10.05.2010 · Der amerikanische Präsident Barack Obama war bisher als großer Technikfan bekannt. Als er im vergangenen Jahr sein Amt antrat, wehrte er sich mit Händen und Füßen dagegen, sein Blackberry-Handy aufzugeben - und brach mit der Tradition ...
Der amerikanische Präsident Barack Obama war bisher als großer Technikfan bekannt. Als er im vergangenen Jahr sein Amt antrat, wehrte er sich mit Händen und Füßen dagegen, sein Blackberry-Handy aufzugeben - und brach mit der Tradition seiner Vorgänger, die aus Sicherheitsgründen auf Kommunikation per E-Mail verzichtet hatten. Im Wahlkampf hatte er wie noch kein Präsidentschaftskandidat zuvor soziale Netzwerke als Kommunikationsinstrumente eingesetzt. Bis heute ist Obama auf Twitter und Facebook präsent, wenngleich die Seiten nicht von ihm persönlich mit Inhalten gefüllt werden. Diese Technologieaffinität prägte das Bild von Obama als ein Politiker, der auf der Höhe der Zeit ist und einen Draht zu jungen Menschen hat.

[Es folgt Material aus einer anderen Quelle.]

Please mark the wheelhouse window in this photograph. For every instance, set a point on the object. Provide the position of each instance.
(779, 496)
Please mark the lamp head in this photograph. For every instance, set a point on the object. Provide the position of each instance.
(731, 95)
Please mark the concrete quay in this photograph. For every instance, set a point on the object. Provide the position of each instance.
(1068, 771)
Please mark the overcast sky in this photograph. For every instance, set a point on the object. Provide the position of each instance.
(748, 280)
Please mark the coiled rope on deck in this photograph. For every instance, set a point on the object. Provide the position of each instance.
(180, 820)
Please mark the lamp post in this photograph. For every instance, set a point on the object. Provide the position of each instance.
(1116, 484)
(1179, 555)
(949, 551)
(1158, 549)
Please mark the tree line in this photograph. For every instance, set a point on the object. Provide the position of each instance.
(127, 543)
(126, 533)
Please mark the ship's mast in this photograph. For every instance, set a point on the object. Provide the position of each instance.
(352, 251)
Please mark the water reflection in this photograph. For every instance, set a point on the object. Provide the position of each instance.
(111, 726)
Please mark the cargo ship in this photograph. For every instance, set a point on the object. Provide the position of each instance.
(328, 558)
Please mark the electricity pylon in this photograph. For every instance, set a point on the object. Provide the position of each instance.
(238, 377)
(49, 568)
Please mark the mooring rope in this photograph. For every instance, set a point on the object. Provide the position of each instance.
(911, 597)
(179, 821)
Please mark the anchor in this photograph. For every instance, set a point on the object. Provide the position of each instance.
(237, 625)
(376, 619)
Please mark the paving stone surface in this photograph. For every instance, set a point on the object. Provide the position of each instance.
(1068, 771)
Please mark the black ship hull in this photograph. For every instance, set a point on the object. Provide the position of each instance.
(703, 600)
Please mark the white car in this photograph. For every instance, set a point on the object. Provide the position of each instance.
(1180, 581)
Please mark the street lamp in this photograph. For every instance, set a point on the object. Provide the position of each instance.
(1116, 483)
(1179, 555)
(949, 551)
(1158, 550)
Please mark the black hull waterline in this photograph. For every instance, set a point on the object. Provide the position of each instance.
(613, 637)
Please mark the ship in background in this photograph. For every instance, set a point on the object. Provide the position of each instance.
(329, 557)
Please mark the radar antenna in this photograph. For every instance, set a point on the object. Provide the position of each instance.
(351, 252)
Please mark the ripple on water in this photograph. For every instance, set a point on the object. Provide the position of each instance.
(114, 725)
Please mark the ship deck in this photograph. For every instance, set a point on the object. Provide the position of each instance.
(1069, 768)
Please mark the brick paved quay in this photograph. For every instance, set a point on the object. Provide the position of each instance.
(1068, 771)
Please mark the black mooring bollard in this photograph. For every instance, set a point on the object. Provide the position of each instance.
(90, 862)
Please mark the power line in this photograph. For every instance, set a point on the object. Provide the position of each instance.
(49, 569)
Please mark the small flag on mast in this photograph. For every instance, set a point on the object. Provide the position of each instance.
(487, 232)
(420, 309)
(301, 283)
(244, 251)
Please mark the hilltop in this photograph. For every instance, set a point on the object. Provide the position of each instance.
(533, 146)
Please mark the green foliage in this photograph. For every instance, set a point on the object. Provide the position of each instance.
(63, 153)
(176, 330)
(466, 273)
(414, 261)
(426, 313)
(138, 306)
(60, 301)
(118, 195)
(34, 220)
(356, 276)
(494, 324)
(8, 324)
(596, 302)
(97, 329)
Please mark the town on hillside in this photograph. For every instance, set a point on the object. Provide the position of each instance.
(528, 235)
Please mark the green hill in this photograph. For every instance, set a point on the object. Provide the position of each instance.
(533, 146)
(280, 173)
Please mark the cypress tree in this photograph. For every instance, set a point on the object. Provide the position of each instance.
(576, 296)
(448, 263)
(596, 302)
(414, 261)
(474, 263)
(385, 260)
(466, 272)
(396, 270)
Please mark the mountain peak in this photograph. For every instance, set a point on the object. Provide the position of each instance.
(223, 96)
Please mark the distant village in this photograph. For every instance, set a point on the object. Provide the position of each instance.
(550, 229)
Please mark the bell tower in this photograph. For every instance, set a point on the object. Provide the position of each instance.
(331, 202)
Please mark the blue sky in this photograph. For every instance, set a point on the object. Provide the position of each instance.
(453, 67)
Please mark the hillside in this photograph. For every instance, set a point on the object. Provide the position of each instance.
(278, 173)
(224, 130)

Am Wochenende schlug Obama aber plötzlich ganz andere Töne an. In einer Rede bei der Abschlussfeier der Hampton University im amerikanischen Bundesstaat Virginia gab sich Obama als Technologieskeptiker, ja sogar als Technologieignorant. Obama wies die Abschlussklasse darauf hin, dass sich Amerika und der Rest der Welt in schwierigen Zeiten befänden. Er nannte die wirtschaftliche Lage und die andauernden Kriege, aber daneben rief er auch eine Informationskrise aus. Er sprach von einem permanenten Bombardement aus den Medien mit Inhalten, die einen zweifelhaften Wahrheitsgehalt haben. Es gebe so viele Stimmen in Blogs, Radio und Fernsehen, und oft würde den verrücktesten Behauptungen Beachtung geschenkt.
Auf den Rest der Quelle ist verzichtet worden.